Mais ces explications du ministre n’ont nullement convaincu Amadou Issifou, l’auteur de la question orale avec débat. Il dénonce un manque de volonté politique du gouvernement du Nouveau départ qui, depuis deux ans, n’a rien fait de façon substantielle pour faire bouger les lignes en faveur de la mise en service de cet aéroport qui a connu son premier vol le 18 mars 2016. Le député de l’opposition balaie du revers de la main les explications relatives aux études techniques parcellaires du projet soulevées pour justifier sa non mise en service. Il brandit une lettre de l’ex-ministre chargé des Infrastructures, Hervé Hèhomey, en direction de l’Anac dans laquelle il certifiait le bon état de l’aéroport de Tourou.

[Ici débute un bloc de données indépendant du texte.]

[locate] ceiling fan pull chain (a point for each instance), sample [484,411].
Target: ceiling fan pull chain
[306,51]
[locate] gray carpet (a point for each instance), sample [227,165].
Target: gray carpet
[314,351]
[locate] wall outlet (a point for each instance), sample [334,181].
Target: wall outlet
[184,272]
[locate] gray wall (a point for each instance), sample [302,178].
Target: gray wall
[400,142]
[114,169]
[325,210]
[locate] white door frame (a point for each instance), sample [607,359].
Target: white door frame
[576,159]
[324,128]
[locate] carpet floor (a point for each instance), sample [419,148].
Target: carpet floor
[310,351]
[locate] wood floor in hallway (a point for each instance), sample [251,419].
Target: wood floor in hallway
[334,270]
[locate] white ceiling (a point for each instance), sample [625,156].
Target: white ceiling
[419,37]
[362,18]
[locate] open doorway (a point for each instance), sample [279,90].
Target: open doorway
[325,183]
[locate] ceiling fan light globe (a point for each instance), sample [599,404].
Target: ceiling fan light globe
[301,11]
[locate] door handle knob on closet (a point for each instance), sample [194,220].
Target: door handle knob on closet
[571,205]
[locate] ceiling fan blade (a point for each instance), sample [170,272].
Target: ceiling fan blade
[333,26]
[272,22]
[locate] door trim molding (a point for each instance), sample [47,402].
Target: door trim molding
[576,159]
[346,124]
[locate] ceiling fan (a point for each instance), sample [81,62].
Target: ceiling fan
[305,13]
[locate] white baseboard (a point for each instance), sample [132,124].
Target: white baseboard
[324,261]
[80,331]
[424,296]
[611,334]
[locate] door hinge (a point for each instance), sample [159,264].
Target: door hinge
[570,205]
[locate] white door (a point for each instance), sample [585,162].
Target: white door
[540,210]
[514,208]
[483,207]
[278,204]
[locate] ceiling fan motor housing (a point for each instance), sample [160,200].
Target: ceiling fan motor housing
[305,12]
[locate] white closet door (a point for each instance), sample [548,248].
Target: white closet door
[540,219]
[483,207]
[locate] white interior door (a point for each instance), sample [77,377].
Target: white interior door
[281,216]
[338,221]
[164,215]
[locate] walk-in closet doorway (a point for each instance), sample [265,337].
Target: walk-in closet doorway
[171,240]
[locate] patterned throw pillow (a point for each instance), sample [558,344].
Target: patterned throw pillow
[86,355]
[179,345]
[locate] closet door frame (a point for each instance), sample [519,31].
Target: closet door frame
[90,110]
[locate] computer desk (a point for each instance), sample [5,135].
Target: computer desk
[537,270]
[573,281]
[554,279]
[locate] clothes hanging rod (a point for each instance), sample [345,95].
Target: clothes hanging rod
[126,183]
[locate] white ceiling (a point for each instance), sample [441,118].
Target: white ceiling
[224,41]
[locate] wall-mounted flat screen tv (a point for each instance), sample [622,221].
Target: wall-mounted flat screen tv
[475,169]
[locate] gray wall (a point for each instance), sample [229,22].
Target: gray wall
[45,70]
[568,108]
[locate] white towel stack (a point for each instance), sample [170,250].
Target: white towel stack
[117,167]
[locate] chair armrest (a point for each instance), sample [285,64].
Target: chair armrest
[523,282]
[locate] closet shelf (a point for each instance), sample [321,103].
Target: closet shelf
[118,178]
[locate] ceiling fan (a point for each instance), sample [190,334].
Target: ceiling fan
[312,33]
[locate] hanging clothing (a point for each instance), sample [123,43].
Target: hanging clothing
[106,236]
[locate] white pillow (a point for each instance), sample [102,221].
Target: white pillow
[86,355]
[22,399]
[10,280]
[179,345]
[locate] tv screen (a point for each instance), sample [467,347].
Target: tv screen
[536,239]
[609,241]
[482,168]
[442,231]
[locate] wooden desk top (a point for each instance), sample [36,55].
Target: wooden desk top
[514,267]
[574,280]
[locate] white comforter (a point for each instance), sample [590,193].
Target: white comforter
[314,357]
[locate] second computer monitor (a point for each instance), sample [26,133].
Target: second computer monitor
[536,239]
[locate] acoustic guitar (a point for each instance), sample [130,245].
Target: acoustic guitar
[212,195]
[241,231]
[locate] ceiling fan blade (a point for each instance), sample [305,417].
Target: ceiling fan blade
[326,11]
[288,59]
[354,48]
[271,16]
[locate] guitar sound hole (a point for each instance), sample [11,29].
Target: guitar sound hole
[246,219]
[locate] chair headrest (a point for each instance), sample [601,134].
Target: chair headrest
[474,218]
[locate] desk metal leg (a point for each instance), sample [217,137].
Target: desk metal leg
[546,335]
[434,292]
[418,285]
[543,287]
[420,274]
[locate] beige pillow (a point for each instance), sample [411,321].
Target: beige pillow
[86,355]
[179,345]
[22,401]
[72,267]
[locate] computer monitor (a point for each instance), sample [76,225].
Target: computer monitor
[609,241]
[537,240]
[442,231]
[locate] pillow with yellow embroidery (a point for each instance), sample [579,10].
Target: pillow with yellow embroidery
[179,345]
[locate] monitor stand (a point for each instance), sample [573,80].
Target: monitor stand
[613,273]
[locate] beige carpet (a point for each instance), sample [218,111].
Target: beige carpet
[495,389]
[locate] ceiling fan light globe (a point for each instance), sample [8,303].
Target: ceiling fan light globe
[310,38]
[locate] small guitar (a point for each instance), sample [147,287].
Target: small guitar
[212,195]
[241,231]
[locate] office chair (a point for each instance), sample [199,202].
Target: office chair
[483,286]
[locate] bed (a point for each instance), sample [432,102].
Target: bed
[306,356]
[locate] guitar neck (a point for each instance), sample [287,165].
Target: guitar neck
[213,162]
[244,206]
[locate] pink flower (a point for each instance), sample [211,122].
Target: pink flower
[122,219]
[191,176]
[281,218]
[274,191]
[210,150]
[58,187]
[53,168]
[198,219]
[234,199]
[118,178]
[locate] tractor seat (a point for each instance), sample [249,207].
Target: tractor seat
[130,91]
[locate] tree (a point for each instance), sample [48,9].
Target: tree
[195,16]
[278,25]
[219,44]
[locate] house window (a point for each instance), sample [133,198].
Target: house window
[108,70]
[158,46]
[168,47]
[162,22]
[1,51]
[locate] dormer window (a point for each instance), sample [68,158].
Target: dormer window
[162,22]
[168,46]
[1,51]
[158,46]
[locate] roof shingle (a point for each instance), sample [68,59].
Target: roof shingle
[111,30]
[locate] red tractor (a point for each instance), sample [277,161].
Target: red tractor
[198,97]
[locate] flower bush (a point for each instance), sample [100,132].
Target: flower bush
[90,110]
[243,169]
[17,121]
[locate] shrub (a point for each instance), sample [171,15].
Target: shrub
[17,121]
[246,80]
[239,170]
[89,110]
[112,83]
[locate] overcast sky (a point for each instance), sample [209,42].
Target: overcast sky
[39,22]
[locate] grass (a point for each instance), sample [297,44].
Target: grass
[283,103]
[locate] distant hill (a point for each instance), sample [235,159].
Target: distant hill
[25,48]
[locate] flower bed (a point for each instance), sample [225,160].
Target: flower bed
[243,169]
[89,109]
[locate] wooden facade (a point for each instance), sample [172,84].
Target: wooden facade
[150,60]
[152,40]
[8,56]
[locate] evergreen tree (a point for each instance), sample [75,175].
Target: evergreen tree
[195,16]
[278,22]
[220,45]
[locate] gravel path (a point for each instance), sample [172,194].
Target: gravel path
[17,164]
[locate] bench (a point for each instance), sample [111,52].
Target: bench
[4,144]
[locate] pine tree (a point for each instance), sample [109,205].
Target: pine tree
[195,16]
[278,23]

Le député Rachidi Gbadamassi, pour sa part, n’est pas d’accord avec son collègue de la même circonscription électorale que lui. Il est revenu sur la genèse du projet qui est parti d’une lettre qu’il a adressée, alors maire de Parakou, au président Mathieu Kérékou en 2003 pour l’érection de cet aéroport afin d'amoindrir la souffrance des populations du Nord obligées de venir jusqu’à Cotonou avant de prendre leur vol. Le député de la mouvance se dit déçu aujourd’hui de la qualité de l’ouvrage construit et qui n’est pas celui contenu dans le projet initial. Il dénonce beaucoup d’improvisations et de précipitations dans la mise en place de ce projet réalisé sous le régime précédent sans étude technique appropriée. « Je suis révolté quand j’apprends que c’est 70 milliards F Cfa qui ont été engloutis dans l’aéroport de Tourou », dénonce Rachidi Gbadamassi. Il demande au gouvernement de faire l’audit du chantier, car il doute qu’un tel montant ait été dépensé effectivement pour ce projet. Rachidi Gbadamassi plaide également pour la mise sur pied d’une commission d’enquête parlementaire pour faire la lumière sur les travaux et surtout les coûts de leur réalisation. Il félicite Patrice Talon pour avoir pris le dossier en main en cherchant à sauver les meubles.